If you have been using tables in the past you will appreciate how relieveed we are by CSS. When you work with tables your HTML becomes a mess of confusing rows and columns, with no clear markers of which parts of the page do what. It is fine in the beginning but the problem occurs when you want to redesign the website. In that case you would have to extract your content from the HTML and start building the tables all over again.

But that era is over.

And this ended with arrival of CSS. CSS stands for Cascading Style Sheets. CSS lets you apply styling information to specific parts of your HTML, identified by tag name, or by IDs and classes you specify.

This is done by using CSS selectors.

To understand working of CSS you must understand the basics of how selectors work. While there are lots of selectors, but the basics and frequetly used are not too many and are not difficult to understand.

CSS relies on your tags having classes and IDs. There is not much of difference between an ID and a class is except that an ID refers to just one tag while a class may refer to more than one.

Before we go further following rules must be remembered:

  • If you just put the name of a tag, then your CSS rules will affect all of those tags.
  • If you use a tag's name followed by a dot and the name of a class, then all of those tags with that class will be affected.
  • A tag, a hash and an ID name will affect only the tag with that ID.
  • Using the hash and ID alone will work on any tag with that ID.
  • While using a dot and class name along works on any tag with that class.

For example:

  • p - all paragraphs
  • p.item - all paragraphs in the 'item' class
  • p#item - the paragraph with the ID 'item'
  • .item - all tags in the 'item' class
  • #item - the tag with the ID 'item'

To add rules to each one of these selectors, you just put curly brackets ({}) after it, and then put the rules in that space.

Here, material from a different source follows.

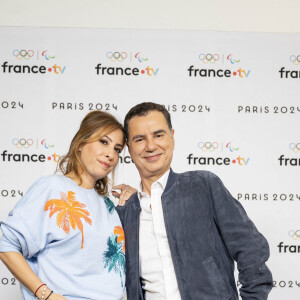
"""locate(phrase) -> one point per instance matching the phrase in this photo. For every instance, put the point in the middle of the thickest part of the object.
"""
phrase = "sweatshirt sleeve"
(245, 243)
(26, 230)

That's all you need to do to create CSS. Useful CSS Rules

CSS rules look like this:

rule-name: something;

Here are some of the most useful rule names and the different settings that can be applied.

  • background-color

    Lets you set a page's background colour using HTML colours (they look like this: #123456).

  • color

    Sets colours for text.

  • font-family

    Lets you set fonts for your text - you can add more than one font name, separated by commas, in case your first choice is not available.

  • font-size

    You can set the font size in px or em.It is better to use em as these measurements are relative rather than absolute.

  • width and height

    Lets you specify the width and height of things. You can use px or percentages.

  • margin

    The amount of space around the edges of some content. You can add -left, -right, -top and -bottom to margin to specify these margins individually.

  • padding

    Works the same way as margin, but is for the space between the edges of the tag's box and its content, instead of the space between the tag's box and other boxes.

  • border

    Puts borders around boxes. Takes three settings (width, type and colour), so you have to put spaces between them, like this: border: 1px solid black;

  • text-align

    Lets you align text on the left or right, or in the centre ('center').

  • text-decoration

    Controls text effects - mainly used to stop links from being underlined, like this: a { text-decoration: none; }

  • float

    Tells content to float over other content, instead of starting underneath it on a new line. This is the tag most often used to simulate the kind of effects that you get with tables - floating a div and setting the main content area's margin to its width is one of the easiest ways to create a sidebar.

There are extensive references available on the web if you are looking for any specific information. This post was for general understanding of CSS only.